Gas, cosa si rischia davvero

Estendere l’embargo al gas russo non vuol dire spegnere l’aria condizionata, ma chiudere impianti industriali e finire in recessione. Lo hanno spiegato i cinque maggiori istituti economici tedeschi – Ifw di Kiel, Ifo di Monaco, Diw di Berlino, Rwi di Essen e Iwh di Halle – presentando la settimana scorsa a Berlino le stime di primavera.

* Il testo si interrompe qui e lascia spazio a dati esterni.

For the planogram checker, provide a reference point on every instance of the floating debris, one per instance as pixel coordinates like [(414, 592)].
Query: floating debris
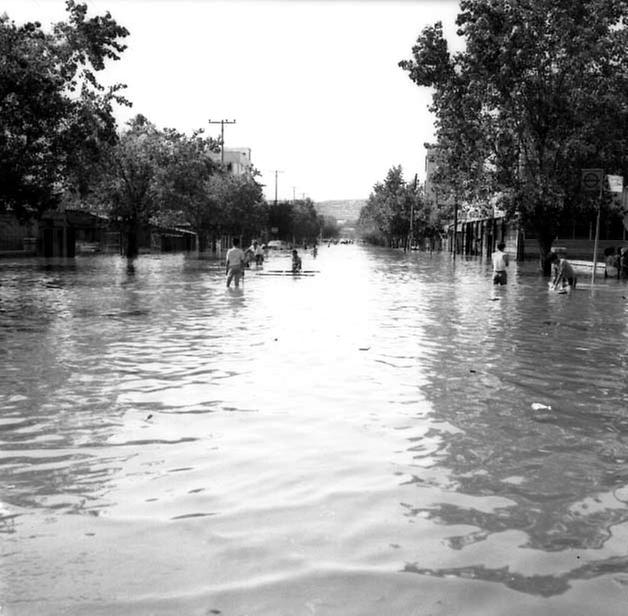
[(537, 406)]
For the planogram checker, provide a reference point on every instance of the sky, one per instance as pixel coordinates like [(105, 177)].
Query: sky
[(313, 85)]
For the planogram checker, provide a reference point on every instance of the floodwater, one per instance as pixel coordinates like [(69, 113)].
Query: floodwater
[(388, 436)]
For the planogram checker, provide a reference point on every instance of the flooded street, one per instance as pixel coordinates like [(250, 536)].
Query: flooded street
[(390, 435)]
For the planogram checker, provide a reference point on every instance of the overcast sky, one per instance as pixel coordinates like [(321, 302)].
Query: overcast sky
[(314, 85)]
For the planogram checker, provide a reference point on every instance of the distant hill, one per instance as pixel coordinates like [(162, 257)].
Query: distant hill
[(347, 210)]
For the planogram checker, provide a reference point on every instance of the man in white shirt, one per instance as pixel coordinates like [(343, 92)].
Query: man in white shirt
[(500, 263), (234, 263)]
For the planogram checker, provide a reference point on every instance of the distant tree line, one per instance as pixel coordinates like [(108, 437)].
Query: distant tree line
[(537, 95), (396, 213), (60, 144)]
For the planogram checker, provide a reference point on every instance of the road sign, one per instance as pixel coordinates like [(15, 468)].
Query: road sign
[(592, 180)]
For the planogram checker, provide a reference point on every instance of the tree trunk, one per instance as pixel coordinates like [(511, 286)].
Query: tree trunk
[(545, 241), (132, 249)]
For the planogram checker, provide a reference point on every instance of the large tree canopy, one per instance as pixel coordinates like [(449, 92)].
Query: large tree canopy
[(539, 93), (394, 211), (54, 114)]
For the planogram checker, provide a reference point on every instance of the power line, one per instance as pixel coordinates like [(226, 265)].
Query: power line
[(222, 136)]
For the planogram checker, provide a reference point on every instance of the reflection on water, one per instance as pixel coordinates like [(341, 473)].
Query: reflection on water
[(302, 444)]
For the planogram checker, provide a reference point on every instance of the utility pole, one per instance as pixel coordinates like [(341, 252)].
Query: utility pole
[(222, 136), (277, 172), (416, 177)]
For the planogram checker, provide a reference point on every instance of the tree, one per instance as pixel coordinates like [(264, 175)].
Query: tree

Secondo l’analisi, se la Germania interrompesse ad aprile le importazioni di gas dalla Russia, rinuncerebbe a 220 miliardi nel biennio '22-'23, mettendo a rischio 400mila posti di lavoro. La crescita attesa per quest’anno – già scesa per la guerra al 2,7%, dal 4,8 previsto in autunno – si assottiglierebbe ancora all’1,9%. L’anno prossimo, invece, arriverebbe una “forte recessione”, con un calo del Pil pari al 2,2%: solo due mesi fa, la stima per il 2023 era di +3,1%.

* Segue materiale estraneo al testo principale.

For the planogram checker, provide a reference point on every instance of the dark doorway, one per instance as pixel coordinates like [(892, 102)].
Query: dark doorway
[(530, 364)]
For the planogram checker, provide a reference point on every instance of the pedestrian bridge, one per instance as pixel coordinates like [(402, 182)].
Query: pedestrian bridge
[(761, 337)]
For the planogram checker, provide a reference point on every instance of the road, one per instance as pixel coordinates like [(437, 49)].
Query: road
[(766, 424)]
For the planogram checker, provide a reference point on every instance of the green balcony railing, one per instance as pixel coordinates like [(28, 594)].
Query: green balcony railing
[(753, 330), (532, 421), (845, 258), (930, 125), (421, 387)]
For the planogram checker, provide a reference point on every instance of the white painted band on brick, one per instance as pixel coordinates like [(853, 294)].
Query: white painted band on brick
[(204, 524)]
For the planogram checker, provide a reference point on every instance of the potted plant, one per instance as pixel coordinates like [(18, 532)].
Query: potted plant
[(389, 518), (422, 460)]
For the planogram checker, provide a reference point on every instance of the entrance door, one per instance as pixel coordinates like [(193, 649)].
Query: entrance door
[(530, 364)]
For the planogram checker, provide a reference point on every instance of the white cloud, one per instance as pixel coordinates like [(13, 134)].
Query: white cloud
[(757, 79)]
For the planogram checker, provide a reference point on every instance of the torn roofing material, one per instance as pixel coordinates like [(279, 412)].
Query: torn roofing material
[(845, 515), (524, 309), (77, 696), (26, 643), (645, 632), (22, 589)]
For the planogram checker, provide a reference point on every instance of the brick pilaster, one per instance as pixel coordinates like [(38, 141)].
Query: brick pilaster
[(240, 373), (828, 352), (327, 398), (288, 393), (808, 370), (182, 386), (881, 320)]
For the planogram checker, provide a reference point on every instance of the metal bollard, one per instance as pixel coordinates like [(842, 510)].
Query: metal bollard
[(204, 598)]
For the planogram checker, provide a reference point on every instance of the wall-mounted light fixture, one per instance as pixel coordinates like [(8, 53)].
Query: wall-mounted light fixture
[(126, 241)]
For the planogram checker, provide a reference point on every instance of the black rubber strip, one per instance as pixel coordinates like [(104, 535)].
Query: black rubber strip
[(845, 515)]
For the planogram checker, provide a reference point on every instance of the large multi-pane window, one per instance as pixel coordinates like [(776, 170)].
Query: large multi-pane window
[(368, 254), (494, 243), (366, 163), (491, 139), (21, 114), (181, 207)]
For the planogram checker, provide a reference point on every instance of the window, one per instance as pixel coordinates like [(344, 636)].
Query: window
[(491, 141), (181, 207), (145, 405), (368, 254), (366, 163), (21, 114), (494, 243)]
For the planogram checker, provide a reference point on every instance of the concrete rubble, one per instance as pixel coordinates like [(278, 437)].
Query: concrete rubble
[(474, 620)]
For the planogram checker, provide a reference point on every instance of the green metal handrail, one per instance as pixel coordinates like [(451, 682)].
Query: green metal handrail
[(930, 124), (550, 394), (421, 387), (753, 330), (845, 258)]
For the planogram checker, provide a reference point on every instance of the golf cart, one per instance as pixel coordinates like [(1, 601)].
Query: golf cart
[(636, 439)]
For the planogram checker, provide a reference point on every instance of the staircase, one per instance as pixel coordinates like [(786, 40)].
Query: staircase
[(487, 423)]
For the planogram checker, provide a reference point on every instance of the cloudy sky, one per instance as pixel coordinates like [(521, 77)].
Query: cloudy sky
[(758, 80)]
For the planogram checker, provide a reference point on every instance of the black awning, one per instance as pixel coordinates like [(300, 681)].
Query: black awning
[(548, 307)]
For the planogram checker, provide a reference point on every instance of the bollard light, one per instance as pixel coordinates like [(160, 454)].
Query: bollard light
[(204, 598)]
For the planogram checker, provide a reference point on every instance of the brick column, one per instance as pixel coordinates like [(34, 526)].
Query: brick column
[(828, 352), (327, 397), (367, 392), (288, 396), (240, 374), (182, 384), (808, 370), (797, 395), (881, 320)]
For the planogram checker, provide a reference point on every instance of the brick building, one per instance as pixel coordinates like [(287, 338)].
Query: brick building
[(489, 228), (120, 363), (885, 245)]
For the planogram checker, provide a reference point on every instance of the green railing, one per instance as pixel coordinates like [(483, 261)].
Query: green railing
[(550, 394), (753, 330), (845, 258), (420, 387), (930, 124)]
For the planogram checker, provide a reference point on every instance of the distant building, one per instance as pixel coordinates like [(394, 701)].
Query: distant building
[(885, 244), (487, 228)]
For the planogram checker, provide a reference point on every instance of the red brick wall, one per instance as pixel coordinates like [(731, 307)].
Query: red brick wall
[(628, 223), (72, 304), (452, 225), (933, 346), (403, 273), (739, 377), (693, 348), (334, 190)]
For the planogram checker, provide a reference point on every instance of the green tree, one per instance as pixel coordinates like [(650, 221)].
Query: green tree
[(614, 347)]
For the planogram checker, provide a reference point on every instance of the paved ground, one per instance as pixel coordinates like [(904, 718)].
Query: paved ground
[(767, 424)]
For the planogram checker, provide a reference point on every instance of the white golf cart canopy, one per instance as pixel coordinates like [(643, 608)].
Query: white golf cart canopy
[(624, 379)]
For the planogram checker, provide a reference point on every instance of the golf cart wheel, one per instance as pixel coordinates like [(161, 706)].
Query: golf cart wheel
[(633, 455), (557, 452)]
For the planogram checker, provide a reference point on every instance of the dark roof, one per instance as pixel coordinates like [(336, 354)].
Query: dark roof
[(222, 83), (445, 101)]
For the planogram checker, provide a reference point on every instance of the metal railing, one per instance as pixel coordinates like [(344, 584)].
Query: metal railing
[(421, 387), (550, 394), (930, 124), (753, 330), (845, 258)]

Questi numeri rafforzano la posizione del cancelliere Olaf Scholz, l’unico fra i principali capi di governo che in Europa si è sempre opposto all’embargo totale sul gas russo. Un NO ribadito anche dopo i recenti appelli di Ucraina, Polonia e Paesi baltici a bloccare le importazioni di gas da Mosca per costringere Putin a trattare. Secondo Scholz, una mossa del genere non solo non porterebbe alla pace, ma “provocherebbe danni all'intera Europa, causando una povertà di massa”.

Sulla stessa linea del cancelliere c’è anche Christian Sewing, amministratore delegato della prima banca tedesca, Deutsche Bank, che ha parlato di “terribili ricadute” in caso di stop totale al gas russo.

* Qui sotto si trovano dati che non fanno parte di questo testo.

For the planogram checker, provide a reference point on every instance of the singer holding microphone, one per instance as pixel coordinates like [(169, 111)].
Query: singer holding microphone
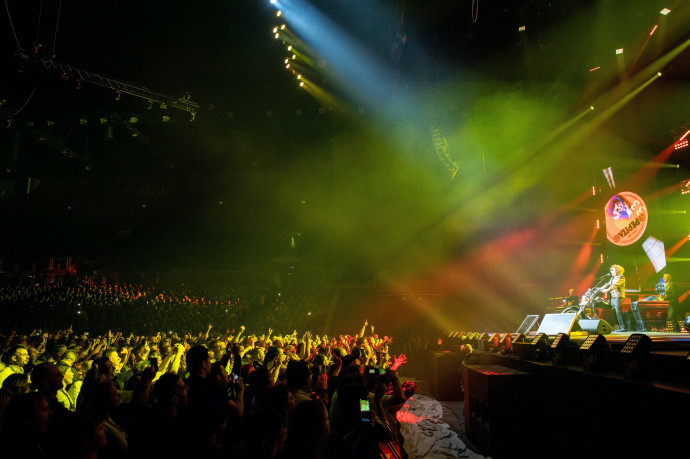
[(616, 285)]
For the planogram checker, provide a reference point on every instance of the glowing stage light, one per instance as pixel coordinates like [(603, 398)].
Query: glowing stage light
[(608, 173), (681, 144)]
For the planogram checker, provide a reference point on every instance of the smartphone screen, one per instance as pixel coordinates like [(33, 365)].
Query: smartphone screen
[(364, 406)]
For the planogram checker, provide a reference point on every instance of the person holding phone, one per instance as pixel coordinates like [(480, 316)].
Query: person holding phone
[(299, 380)]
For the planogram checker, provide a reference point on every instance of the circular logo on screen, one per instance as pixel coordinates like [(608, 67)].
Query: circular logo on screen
[(626, 218)]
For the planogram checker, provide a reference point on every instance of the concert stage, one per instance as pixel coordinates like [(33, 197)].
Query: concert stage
[(576, 394)]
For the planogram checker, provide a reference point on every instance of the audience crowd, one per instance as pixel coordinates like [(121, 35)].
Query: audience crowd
[(168, 387)]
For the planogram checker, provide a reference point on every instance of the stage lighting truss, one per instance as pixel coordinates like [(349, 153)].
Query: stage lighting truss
[(67, 71)]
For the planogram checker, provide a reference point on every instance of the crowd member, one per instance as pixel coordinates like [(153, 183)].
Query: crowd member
[(283, 372), (14, 360), (24, 426)]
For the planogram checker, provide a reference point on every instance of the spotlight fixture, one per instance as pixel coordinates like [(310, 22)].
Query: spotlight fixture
[(608, 173), (680, 144), (592, 350), (635, 353), (559, 348)]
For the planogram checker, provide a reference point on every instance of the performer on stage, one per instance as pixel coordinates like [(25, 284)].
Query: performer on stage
[(617, 288), (671, 295), (571, 299)]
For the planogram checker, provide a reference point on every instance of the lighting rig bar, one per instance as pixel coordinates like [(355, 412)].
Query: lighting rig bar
[(81, 75)]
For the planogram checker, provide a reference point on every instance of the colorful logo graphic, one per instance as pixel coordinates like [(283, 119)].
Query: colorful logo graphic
[(626, 218)]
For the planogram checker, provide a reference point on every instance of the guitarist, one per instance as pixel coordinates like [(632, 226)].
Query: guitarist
[(617, 288)]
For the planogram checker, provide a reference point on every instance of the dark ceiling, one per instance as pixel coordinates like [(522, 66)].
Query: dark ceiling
[(254, 123)]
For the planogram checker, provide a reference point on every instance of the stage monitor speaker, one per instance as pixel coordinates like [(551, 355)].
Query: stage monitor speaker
[(527, 324), (595, 326), (554, 324)]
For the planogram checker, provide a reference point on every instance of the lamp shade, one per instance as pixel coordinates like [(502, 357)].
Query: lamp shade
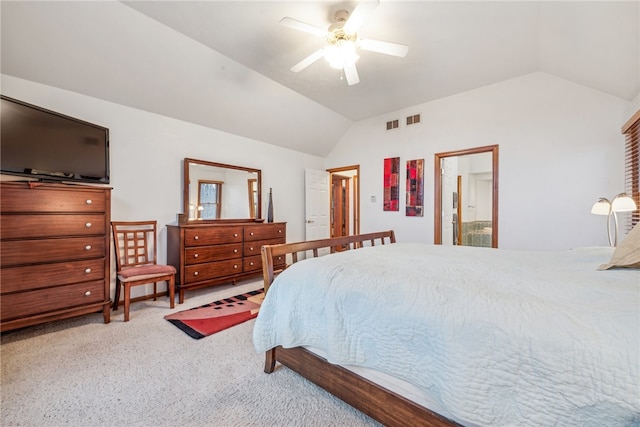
[(623, 203), (341, 55), (601, 207)]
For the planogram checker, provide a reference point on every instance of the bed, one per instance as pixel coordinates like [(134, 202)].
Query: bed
[(418, 334)]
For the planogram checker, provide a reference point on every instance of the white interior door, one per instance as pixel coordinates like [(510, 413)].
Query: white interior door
[(317, 200)]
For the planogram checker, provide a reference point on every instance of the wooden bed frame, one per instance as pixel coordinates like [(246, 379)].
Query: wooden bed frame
[(379, 403)]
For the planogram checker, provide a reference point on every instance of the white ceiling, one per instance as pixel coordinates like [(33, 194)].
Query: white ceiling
[(226, 64)]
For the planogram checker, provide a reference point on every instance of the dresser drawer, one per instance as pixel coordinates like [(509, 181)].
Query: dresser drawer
[(201, 254), (212, 236), (43, 199), (252, 263), (253, 248), (39, 301), (212, 270), (20, 252), (25, 226), (39, 276), (264, 231)]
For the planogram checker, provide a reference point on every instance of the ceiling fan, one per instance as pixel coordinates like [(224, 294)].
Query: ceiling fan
[(343, 41)]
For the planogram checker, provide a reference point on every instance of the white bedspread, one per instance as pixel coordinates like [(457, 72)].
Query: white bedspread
[(498, 338)]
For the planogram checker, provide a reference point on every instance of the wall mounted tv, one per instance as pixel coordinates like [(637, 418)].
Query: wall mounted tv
[(49, 146)]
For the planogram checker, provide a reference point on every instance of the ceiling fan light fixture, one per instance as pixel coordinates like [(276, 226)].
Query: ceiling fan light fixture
[(342, 54)]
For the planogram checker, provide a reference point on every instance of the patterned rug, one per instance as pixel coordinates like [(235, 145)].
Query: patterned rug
[(200, 322)]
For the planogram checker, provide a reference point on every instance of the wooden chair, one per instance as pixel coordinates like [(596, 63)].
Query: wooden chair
[(136, 254)]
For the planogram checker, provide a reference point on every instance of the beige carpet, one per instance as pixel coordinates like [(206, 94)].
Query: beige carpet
[(146, 372)]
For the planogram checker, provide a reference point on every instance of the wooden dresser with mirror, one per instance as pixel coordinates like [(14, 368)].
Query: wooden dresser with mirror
[(220, 238)]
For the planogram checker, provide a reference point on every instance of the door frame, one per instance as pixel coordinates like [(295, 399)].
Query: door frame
[(356, 190), (437, 203)]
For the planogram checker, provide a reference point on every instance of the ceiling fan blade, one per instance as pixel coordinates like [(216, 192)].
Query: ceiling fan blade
[(359, 15), (308, 61), (351, 72), (303, 26), (384, 47)]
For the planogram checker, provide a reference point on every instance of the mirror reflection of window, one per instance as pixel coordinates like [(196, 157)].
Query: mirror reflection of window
[(209, 199)]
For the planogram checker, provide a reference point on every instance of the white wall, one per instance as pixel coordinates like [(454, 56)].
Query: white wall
[(147, 151), (560, 149)]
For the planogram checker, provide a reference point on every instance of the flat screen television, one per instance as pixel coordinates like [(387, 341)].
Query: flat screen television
[(49, 146)]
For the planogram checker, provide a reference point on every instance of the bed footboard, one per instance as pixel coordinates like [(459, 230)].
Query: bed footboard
[(313, 247)]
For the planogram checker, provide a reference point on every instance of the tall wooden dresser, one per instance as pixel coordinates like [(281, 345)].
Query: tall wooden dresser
[(54, 252), (210, 254)]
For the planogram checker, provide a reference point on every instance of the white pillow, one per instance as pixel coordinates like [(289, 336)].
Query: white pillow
[(627, 254)]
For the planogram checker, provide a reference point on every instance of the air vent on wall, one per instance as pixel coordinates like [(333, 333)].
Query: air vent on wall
[(412, 120)]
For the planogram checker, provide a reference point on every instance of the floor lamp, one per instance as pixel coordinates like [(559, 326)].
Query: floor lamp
[(620, 203)]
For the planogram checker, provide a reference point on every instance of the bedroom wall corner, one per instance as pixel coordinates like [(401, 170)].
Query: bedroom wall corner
[(560, 149), (146, 159)]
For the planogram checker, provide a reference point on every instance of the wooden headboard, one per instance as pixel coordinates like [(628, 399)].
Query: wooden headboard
[(271, 252)]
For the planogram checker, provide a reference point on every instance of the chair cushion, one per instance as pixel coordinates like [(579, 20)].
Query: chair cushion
[(144, 270)]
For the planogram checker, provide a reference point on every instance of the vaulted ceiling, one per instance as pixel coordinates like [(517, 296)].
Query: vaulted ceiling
[(226, 64)]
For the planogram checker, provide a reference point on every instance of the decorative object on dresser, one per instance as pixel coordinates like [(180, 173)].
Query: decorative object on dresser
[(54, 256), (207, 254), (136, 261), (270, 208)]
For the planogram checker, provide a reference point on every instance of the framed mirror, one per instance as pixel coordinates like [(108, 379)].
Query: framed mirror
[(466, 197), (216, 191)]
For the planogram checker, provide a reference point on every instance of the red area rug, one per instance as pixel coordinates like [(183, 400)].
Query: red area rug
[(200, 322)]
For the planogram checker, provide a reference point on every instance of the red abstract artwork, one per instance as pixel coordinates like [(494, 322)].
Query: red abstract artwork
[(415, 187), (391, 184)]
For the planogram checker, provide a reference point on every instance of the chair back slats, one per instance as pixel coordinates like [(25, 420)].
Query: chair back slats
[(135, 243)]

Certo, si può obiettare che Scholz e Sewing puntano a tutelare l’interesse tedesco prima di quello europeo, essendo la Germania il Paese Ue che importa più gas da Mosca (nel 2021 Berlino ha pagato a Putin circa 14 miliardi di euro, contro i 10 dell’Italia, al secondo posto). È certamente così; eppure, i segnali d’allarme non mancano nemmeno nel resto del Continente.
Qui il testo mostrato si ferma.